Last month Canadian athletes won 25 Olympic medals; 10 gold, 10 silver, and 5 bronze. This put Canada 4th in the overall medal count, and 3rd in gold medals! Some highlights included Alex Bioldeau of Quebec in moguls, along with Kaillie Humphries of Alberta and Heather Moyse of PEI in bobsled all defending gold medals from Vancouver, 2010. Double gold medals were won in both men’s and women’s hockey and curling. Sisters Justine and Chloe Dufour-Lapointe of Quebec shared the podium winning gold and silver in moguls. Marielle Thompson and Kelsey Serwa of British Columbia worked together to win gold and silver in skicross. Figure skater Patrick Chan of Ontario, and speed skater Denny Morrison of British Columbia each earned two medals in separate events!

2014 Paralympic Games:

The 2014 delegation of Canadian Paralympic athletes should prove just as riveting! For a great list of athletes to watch for this coming week, check out The Star’s bio page on each of the Paralympic medal hopefuls. Sports include: sledge hockey, wheelchair curling, para-alpine skiing, para-snowboarding, para-Nordic skiing and biathlon. Athletes fall into five major classifications: visually impaired, physical disabilities, amputee, cerebral palsy, spinal cord injuries, and Les Autres – inclusive of all other disabilities (eg. Muscular Dystrophy).

The first athletic games for people with disabilities began after World War II to improve the quality of life for those injured during the war.  The first Paralympic summer games were held in Rome, Italy in 1960; and the first Paralympic winter games were hosted in Sweden in 1976. Today, the value of sportsmanship, active lifestyle and worldwide recognition for high performance athletics extend far beyond the rehabilitative benefits of sport.

Safety Concerns in Sochi:

Several countries have raised safety concerns for the wellbeing of their athletes, and spectators attending the Paralympic Games. In the two weeks since the Olympic Games Russia has sent soldiers to occupy the Crimea region of the Ukraine, only 475 km from Sochi on the Black Sea. Canada, The United States, France, and Great Britain will not be sending dignitaries to attend the Paralympic opening ceremony. Canada has also recalled its Ambassador to Russia, and joined the boycott of an upcoming G8 summit to be hosted by Russia at the Olympic facilities in Sochi.

The Canadian Paralympic Committee says that the athletes are safe, and that there are no plans to withdraw our athletes. Canadian athletes have sat out of Olympic Games in the past, when we were among 60 countries to boycott the 1980 Moscow Olympics.
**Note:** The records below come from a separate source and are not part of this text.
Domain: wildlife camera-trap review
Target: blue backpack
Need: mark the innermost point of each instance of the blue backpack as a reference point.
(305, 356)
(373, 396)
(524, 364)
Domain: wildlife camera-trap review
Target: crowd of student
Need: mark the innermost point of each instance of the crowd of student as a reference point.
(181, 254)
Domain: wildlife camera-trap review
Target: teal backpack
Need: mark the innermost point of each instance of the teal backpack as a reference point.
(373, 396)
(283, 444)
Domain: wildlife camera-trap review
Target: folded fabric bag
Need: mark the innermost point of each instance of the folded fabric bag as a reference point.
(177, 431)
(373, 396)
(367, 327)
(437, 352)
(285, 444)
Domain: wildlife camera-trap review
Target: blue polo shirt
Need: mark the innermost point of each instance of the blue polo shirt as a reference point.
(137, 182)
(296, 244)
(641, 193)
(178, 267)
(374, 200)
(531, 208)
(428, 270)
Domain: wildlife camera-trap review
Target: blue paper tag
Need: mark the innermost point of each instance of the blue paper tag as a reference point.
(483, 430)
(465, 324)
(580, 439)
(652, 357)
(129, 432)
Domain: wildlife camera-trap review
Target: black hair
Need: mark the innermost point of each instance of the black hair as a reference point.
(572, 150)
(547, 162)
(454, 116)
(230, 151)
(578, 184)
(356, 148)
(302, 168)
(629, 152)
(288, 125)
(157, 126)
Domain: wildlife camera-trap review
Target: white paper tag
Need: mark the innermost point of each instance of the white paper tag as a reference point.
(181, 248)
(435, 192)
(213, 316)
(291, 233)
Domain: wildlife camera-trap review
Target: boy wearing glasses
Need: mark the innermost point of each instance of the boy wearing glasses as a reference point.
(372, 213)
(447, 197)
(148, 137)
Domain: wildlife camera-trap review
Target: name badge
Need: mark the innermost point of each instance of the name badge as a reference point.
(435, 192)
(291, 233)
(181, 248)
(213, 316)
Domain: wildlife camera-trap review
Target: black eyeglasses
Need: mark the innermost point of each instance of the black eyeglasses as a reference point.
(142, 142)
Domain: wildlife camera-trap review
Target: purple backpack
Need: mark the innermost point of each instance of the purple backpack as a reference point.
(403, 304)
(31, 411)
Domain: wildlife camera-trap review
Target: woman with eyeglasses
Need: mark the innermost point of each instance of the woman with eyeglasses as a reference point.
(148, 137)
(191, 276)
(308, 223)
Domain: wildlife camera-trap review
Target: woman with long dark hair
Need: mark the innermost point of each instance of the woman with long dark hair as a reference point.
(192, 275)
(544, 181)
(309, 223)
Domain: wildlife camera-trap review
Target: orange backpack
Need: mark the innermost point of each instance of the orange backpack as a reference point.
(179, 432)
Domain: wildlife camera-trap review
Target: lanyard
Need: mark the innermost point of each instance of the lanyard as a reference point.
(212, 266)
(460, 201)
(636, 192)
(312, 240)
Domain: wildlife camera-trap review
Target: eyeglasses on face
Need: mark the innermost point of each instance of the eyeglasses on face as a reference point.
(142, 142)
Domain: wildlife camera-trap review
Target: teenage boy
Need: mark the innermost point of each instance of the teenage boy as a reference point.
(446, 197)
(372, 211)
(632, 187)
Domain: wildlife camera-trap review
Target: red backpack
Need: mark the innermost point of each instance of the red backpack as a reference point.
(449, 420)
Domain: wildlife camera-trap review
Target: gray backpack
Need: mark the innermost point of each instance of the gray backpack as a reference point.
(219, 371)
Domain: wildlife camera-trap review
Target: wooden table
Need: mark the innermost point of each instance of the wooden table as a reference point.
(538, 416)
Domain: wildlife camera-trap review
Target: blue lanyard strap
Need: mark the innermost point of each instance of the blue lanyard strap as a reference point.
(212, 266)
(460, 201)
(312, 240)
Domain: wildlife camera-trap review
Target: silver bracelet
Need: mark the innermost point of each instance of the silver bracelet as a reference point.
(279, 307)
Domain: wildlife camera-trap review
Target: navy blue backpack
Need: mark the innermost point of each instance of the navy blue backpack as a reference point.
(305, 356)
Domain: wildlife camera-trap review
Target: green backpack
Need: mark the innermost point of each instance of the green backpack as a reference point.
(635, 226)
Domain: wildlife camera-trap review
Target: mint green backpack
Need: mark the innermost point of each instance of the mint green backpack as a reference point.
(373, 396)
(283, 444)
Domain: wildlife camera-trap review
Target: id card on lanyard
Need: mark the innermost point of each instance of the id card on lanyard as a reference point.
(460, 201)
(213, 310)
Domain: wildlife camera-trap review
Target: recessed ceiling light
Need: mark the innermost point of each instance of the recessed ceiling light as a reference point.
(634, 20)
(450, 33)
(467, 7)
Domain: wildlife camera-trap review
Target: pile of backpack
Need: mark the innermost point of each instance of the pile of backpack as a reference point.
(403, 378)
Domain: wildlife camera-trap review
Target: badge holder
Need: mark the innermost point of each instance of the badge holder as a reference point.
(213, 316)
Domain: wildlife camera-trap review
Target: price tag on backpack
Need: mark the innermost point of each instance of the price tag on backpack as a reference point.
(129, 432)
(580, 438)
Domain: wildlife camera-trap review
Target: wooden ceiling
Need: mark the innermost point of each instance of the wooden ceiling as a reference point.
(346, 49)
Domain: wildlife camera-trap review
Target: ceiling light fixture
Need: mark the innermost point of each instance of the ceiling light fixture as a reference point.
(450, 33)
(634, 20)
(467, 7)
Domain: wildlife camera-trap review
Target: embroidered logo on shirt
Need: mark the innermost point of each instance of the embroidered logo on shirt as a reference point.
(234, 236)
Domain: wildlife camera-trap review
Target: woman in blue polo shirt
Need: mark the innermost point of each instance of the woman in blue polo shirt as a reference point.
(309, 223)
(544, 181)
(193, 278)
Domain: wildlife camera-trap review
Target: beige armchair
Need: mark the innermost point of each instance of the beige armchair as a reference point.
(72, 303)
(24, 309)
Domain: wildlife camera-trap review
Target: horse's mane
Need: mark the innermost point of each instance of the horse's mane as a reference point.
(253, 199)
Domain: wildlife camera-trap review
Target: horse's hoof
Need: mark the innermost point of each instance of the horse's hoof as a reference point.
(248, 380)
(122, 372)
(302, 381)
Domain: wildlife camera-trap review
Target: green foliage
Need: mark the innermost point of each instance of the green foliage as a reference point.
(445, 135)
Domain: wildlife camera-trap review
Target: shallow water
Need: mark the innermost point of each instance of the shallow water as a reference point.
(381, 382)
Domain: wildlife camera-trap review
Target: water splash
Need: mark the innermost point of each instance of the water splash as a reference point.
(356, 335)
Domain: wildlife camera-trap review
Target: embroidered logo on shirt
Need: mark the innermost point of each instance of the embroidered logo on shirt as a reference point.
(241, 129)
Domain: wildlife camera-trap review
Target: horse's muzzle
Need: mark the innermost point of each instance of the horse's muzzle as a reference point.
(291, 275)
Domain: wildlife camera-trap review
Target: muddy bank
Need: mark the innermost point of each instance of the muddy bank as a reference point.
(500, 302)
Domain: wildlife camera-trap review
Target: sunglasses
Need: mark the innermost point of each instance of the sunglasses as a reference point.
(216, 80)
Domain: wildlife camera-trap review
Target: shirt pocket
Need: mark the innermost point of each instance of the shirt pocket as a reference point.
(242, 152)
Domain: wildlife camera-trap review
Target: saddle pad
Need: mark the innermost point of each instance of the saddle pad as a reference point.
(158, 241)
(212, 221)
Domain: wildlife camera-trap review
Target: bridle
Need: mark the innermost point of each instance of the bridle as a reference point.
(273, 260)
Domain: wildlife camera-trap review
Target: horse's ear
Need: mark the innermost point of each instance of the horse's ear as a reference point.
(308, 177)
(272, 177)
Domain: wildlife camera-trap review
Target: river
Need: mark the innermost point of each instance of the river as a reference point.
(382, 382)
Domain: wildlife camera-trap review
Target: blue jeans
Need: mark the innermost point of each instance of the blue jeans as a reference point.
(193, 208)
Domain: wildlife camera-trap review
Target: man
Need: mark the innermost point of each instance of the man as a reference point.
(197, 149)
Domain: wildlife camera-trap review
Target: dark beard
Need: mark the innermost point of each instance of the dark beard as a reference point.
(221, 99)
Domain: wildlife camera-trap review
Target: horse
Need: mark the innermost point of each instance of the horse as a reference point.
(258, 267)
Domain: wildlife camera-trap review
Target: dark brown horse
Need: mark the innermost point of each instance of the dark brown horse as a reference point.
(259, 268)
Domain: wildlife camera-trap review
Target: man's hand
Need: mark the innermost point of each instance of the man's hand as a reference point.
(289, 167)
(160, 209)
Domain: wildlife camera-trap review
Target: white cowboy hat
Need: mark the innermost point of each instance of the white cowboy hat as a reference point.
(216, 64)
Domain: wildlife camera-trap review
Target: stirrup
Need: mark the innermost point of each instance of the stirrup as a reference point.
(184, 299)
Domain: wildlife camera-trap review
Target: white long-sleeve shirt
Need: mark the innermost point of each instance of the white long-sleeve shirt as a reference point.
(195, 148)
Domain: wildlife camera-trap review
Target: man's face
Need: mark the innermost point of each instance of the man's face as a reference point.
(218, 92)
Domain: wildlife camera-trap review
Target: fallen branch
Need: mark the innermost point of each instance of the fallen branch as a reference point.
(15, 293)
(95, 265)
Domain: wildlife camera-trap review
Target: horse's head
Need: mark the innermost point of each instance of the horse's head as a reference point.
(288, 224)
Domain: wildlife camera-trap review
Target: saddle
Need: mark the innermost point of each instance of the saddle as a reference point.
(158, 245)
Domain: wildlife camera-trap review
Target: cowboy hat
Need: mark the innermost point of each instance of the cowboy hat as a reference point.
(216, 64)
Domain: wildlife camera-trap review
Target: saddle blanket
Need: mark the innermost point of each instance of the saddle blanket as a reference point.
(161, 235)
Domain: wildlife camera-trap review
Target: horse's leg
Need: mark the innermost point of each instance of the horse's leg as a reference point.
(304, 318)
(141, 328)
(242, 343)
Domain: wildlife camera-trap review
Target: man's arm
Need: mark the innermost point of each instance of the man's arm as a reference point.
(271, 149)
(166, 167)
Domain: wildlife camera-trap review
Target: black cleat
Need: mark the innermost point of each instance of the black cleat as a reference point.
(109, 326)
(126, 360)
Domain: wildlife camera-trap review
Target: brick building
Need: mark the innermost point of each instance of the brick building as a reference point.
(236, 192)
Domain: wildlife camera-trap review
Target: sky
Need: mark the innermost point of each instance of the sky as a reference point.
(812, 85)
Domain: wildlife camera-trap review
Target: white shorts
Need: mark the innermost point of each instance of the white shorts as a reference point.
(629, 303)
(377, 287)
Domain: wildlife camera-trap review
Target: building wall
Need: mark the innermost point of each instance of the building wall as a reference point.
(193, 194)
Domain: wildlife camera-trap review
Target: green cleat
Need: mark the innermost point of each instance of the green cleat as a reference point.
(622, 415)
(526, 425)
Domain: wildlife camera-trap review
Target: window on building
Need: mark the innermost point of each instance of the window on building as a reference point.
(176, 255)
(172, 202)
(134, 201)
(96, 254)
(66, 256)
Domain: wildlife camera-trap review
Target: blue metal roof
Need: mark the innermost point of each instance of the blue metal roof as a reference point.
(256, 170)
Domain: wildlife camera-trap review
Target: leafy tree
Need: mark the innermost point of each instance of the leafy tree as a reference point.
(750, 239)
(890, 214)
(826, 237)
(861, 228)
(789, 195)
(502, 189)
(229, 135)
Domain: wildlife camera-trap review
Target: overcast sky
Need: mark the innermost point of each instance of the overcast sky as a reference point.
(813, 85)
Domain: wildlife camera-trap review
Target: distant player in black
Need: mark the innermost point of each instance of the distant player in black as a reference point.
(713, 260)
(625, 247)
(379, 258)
For now, returning 2014 Olympic athletes have commented that it is important for their Paralympic counterparts to share the opportunity to compete on the world stage after so many months of vigorous training leading up to the Games. The International Paralympic Committee has said it hopes for a peaceful resolution and for the host country to respect the Olympic Truce – an existing United Nations resolution asking nations to cease hostilities during Olympic events.

Given the challenges, it is with extra emphasis that we cheer on our Canadian Paralympic athletes this week! They have worked hard to represent Canada!